Encourager la formation professionnelle initiale pour les sportifs d'élite. Soutien de la Confédération aux entreprises formatrices
17.3207 · Postulat · 2017-03-17
Département de la défense, de la protection de la population et des sports
Liquidé
Wortlaut
Le Conseil fédéral est chargé d'étudier la possibilité de prévoir un soutien financier aux entreprises formatrices qui engagent des sportifs d'élite ou des espoirs avérés et reconnus en formation professionnelle initiale. La prise en charge des charges patronales de l'athlète est une incitation pour encourager des entreprises formatrices à mettre à disposition des places d'apprentissage. La loi sur l'encouragement du sport (LESp), article16 alinéa 3 prévoit un soutien de la Confédération pour les offres permettant de concilier le plus efficacement sport et études/apprentissages.
Begründung
Le parcours de sportif d'élite est chronophage et coûteux pour l'athlète et sa famille. Afin de réussir au niveau international, des conditions cadres optimales doivent être mises en place au niveau national. De plus, la transition vers la carrière post-sportive est délicate. Les établissements spécialisés en Suisse sont onéreux et orientent prioritairement vers une formation gymnasiale. Cette réalité est paradoxale étant donné qu'en Suisse plus de 75 % des jeunes s'orientent vers une formation professionnelle.
Il est donc nécessaire de permettre aux jeunes sportifs talentueux d'entamer une formation professionnelle initiale dans de bonnes conditions. La période du degré secondaire II général ou professionnel est cruciale dans le développement de l'athlète, car elle se situe au niveau de la spécialisation et de la transition pas toujours très simple entre relève et élite. Afin de garantir des places d'apprentissage, il est nécessaire d'obtenir un engagement d'entreprises formatrices, conscientes de leur réel rôle. Swiss Olympic a développé un réseau qui regroupe déjà plus de 300 entreprises. Néanmoins, ce chiffre n'est pas suffisant. Les entreprises sont réticentes à engager des sportifs d'élite, car il faut être très flexible face au rythme atypique des entraînements et des compétitions.

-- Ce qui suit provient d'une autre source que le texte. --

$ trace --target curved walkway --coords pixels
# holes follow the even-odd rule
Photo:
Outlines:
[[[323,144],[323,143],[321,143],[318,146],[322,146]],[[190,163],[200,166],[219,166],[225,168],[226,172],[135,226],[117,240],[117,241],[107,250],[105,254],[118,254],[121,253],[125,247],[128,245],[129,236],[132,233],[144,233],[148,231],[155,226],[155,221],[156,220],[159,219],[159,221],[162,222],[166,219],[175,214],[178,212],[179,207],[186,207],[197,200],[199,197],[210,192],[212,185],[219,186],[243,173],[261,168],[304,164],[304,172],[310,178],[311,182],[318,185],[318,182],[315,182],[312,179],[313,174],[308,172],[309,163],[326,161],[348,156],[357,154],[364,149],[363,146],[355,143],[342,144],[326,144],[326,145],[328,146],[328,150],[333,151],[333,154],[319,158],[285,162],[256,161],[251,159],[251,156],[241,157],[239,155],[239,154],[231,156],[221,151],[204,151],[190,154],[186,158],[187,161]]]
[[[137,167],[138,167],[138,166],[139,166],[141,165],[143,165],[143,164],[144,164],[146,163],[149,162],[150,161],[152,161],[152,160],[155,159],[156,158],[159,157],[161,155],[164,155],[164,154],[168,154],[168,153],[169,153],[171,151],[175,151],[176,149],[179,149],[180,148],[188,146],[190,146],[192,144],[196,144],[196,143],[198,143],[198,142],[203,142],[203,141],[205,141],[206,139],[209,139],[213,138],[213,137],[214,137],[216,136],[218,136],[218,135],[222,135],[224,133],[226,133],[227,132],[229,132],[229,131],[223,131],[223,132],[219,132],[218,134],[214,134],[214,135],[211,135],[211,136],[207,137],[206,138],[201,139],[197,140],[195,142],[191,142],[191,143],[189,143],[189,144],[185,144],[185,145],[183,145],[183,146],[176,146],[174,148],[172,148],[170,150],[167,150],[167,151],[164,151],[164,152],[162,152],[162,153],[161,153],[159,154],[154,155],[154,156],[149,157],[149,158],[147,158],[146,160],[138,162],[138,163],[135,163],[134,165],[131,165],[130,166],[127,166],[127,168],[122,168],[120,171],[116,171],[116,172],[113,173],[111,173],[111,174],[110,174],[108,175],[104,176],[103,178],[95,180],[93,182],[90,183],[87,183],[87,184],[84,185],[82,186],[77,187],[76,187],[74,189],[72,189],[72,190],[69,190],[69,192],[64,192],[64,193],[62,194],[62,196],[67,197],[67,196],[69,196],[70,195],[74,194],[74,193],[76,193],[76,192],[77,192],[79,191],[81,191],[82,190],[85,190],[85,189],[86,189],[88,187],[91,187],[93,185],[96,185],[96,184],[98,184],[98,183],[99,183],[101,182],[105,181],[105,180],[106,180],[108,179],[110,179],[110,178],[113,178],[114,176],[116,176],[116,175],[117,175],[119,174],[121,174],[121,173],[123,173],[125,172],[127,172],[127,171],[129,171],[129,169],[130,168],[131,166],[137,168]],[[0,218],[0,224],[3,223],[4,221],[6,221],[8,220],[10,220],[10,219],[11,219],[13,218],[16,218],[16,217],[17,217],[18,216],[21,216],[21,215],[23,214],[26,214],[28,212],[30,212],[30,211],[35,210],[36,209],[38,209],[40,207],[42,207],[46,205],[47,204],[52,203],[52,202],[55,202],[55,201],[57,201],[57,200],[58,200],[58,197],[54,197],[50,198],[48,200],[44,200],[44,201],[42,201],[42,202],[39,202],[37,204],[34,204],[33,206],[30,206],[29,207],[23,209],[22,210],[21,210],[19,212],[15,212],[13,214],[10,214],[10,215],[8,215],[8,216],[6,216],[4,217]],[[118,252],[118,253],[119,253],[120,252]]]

La Confédération pourrait donc prendre en charge les charges patronales liées aux jeunes sportifs formés en entreprise. Une telle incitation augmenterait sensiblement le nombre d'entreprises formatrices susceptibles d'engager des athlètes. Le titre de sportifs d'élite serait défini grâce au Talent Card Swiss Olympic (env. 17 000 jeunes). L'art. 16, al. 3, de la LESp prévoit expressément un soutien de la Confédération pour les offres permettant de concilier sport et études.
Antrag des Bundesrates
Le Conseil fédéral propose de rejeter le postulat.
Stellungnahme des Bundesrates
Dans le cadre d'une convention de prestations conclue entre l'OFSPO et Swiss Olympic, la Confédération soutient depuis 2009, à travers une subvention annuelle, la coordination et la garantie de la qualité de places d'apprentissage favorables au sport d'élite.
À l'heure actuelle, il existe près de 350 entreprises formatrices et entreprises de stage dans 16 cantons offrant au moins une place d'apprentissage favorable au sport d'élite dans 63 métiers. 423 athlètes pratiquant 44 sports profitent de cette offre. En outre, il existe aujourd'hui 18 services cantonaux qui concilient les intérêts des entreprises formatrices et des sportifs d'élite et sont en contact avec Swiss Olympic. Le nombre d'entreprises formatrices ainsi que le nombre d'athlètes qui effectuent un apprentissage ont augmenté.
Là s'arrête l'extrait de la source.